Doric Club vs Fils de la Liberté
Malgré le nombre élevé de partisans des patriotes, le groupe se heurte à une opposition farouche à Montréal : en effet, les constitutionnalistes font front commun contre les Fils de la Liberté. Ils ne sont pas qu’hostiles aux patriotes, mais cherchent également à limiter le pouvoir politique des Canadiens français dans l’espoir de les assimiler. En 1836, plusieurs d’entre eux, menés par Adam Thom, forment eux aussi une association politique paramilitaire de jeunes loyalistes anglophones, qu’ils baptisent le Doric Club, afin de défendre, par tous les moyens nécessaires, les intérêts britanniques au Bas-Canada.
Le 6 novembre 1837, les deux groupes se rencontrent enfin face à face. Ce jour-là, les Fils de la Liberté tiennent une assemblée publique à Montréal. Elle doit à l’origine avoir lieu à la place d’Armes. Toutefois, le Doric Club n’est pas d’accord. Le matin du 6 novembre, ses membres placardent la ville d’affiches enjoignant aux citoyens de se rencontrer à la place d’Armes afin de mettre un terme à la « rébellion ». Pressentant une confrontation, des magistrats avaient fait paraître une proclamation plusieurs jours auparavant interdisant toute manifestation publique. Louis-Joseph Papineau lui-même demande aux Fils de la Liberté de laisser tomber leur assemblée. Bien que ces derniers renoncent finalement à leur assemblée publique, ils tiennent un conseil sur une propriété privée. André Ouimet et Edward Bailey O’Callaghan, entre autres, prononcent des discours à cette occasion. Après la rencontre, des membres du Doric Club confrontent les Fils de la Liberté et vont jusqu’à vandaliser les demeures de patriotes influents, tels que T. S. Brown, Joshua Bell et Robert Nelson, ainsi que les bureaux du Vindicator,un journal de langue anglaise qui appuie les patriotes. André Ouimet est blessé au genou pendant la confrontation. La demeure de Louis-Joseph Papineau est également prise pour cible, mais des soldats empêchent finalement les membres du Doric Club de l’endommager.
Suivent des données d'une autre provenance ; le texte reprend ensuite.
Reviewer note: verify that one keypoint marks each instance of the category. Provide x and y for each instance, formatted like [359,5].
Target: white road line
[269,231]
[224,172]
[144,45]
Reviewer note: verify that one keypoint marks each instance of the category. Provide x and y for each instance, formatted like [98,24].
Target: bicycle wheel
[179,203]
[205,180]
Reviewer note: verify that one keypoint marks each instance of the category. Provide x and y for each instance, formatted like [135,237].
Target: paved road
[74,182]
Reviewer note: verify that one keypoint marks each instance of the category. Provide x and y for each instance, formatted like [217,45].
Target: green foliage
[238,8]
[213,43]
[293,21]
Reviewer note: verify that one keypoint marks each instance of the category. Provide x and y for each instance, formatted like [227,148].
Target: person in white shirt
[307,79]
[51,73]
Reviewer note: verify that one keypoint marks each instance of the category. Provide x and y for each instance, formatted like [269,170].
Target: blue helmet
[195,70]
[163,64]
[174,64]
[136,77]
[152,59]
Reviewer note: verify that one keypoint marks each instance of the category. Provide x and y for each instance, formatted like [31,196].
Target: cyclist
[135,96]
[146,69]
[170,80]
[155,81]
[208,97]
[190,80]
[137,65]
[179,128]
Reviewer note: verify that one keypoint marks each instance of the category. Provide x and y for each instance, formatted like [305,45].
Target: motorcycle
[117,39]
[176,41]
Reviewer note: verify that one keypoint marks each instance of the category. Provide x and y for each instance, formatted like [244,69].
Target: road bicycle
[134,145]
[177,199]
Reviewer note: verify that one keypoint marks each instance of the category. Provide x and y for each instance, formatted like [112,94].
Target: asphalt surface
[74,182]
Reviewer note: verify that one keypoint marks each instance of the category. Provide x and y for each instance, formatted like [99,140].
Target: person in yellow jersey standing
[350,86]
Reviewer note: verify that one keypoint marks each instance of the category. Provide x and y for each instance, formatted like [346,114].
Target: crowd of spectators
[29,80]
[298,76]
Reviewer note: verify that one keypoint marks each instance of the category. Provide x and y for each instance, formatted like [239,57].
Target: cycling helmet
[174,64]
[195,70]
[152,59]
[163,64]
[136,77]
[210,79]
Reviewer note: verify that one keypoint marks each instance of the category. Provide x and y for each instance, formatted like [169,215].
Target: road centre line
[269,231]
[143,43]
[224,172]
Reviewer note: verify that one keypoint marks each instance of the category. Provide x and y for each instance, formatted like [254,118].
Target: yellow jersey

Après cette confrontation, plusieurs membres sont forcés de trouver refuge à la campagne. La Société se dissout peu de temps après.
Rébellion
L’affrontement violent entre les Fils de la Liberté et le Doric Club donne aux autorités coloniales un prétexte parfait pour lancer des mandats d’arrestation contre des membres importants du Parti patriote, ce qui mène éventuellement à la rébellion, à laquelle participent d’ailleurs plusieurs membres et meneurs des Fils de la Liberté. Par exemple, tandis qu’André-Benjamin Papineau prend part à la bataille de Saint-Eustache et Thomas Storrow Brown à la bataille de Saint-Charles, Edward Bailey O’Callaghan incite le peuple de la colonie à la révolte. Malgré son exil aux États-Unis, il continuera pendant des mois de promouvoir la cause des patriotes, cherchant même activement du soutien parmi les Américains (voir Jeune République américaine et rébellions canadiennes de 1837- 1838).